2021年10月9日土曜日

ユングフラウ鉄道(スイス)、一期一会

登山鉄道トンネルへ向かう

この岩山の中をトンネルは通っているらしい。
トンネル内の駅、くり抜かれた横穴窓とトイレのみ。
岩山の中の終点3454mの駅から氷河の中を歩く。360度氷の中。
氷河のトンネルからエレベーターで上がり外へ。
目の前に大氷河が広がっていた。標高3573m 

月日が経ってしまい随分前の事だが、忘れないうちに書いておこうと思う。息子家族がドイツに住んでいた時の夏、私達は彼らに会いに行った。その時ドイツの隣の国スイスへは飛行機で40分、7000円で行けることを聞き、急遽スイスの「ユングフラウ登山鉄道」に乗ろうと思い立った。1912年に開通したヨーロッパ最高地点の駅がある。高い山々が連なるアルプスの、アイガー、メンヒ、の岩山の胎内を掘削し3454mの終点ユングフラウヨッホ駅まで岩山の中をトンネル鉄道が通っている。その終点駅は岩山の中にあるのだ。

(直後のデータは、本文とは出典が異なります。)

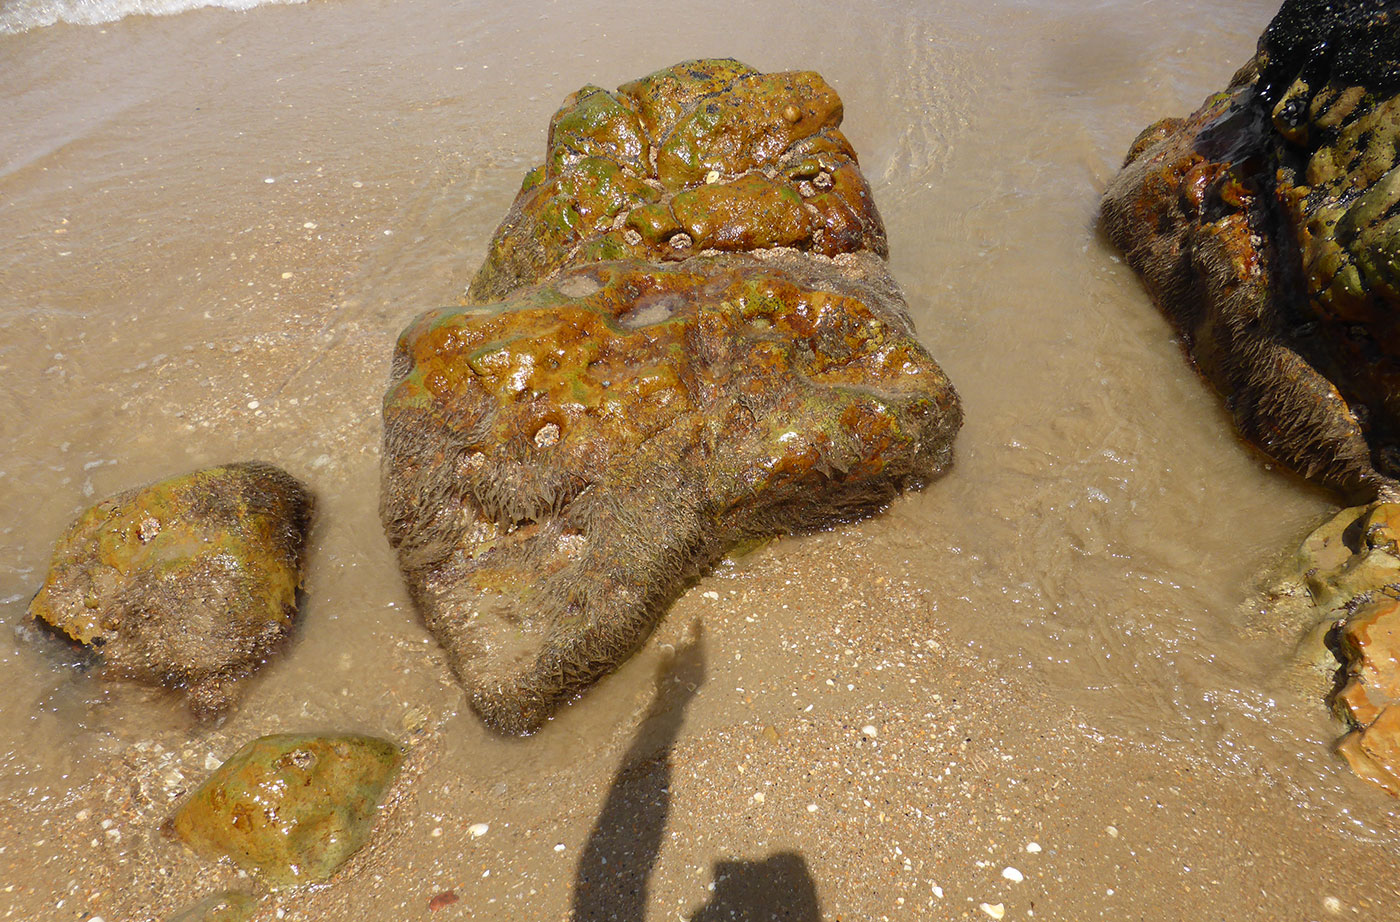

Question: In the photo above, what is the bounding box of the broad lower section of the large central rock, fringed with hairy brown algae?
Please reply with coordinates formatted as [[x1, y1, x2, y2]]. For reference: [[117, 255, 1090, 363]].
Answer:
[[382, 250, 960, 733]]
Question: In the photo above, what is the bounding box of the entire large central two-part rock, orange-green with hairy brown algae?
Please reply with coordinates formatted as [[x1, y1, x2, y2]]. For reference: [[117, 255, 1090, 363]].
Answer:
[[381, 62, 962, 733]]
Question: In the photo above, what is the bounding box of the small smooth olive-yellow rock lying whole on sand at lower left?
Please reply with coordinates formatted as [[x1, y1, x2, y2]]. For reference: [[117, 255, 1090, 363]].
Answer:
[[169, 733, 403, 888]]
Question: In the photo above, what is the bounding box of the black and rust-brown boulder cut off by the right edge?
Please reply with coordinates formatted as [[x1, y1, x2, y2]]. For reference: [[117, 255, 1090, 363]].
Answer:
[[1103, 0, 1400, 501]]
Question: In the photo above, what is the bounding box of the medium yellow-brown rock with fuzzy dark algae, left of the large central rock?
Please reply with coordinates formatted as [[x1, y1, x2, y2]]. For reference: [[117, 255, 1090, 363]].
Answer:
[[29, 462, 312, 715]]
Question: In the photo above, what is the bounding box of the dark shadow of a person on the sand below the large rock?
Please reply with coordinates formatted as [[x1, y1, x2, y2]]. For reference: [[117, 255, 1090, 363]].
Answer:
[[573, 625, 822, 922]]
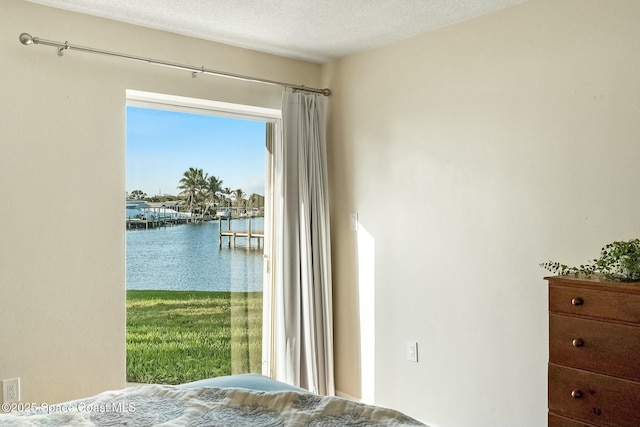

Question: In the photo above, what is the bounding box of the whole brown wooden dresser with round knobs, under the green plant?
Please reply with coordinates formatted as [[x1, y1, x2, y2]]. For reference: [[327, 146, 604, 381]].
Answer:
[[546, 276, 640, 427]]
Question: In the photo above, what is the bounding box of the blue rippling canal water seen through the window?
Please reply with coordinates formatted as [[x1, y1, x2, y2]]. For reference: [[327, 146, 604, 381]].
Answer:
[[126, 217, 264, 292]]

クライネシャイデック駅で登山鉄道に乗り換えると、車輪とレールはまるで大きな鋸状になっており、それがカッチリ噛み合って登っていくのだった。トンネルの中に2つの駅があり、外界に向かって大きな窓が開けられていたがそれは工事中の石を捨てるための穴だったという。そして岩の中の終点から、今度は厚い氷河をくり抜いた氷のトンネルを歩いて3573mの外へ向かった。

その列車の中でのこと。私は外国へ行き東洋人を見ると親しみを感じ声を掛けたくなる。その時も近くの席の年配の婦人に声をかけた。台湾の方で教職を退いて旅行しているところだという。日本の大阪にも行ったことがあると流暢な日本語で話されたので、私も「台湾に2度行きました。親切にして頂きました。」と答えた。そして台湾と言えばどうしても言いたかったあの事を話した。「東日本大震災の時、台湾の方々から多額の義援金を頂きました。私達は感謝しています。本当に有難うございました。」と言った。ただそれだけの一期一会の挨拶だったがにっこりと笑って別れた。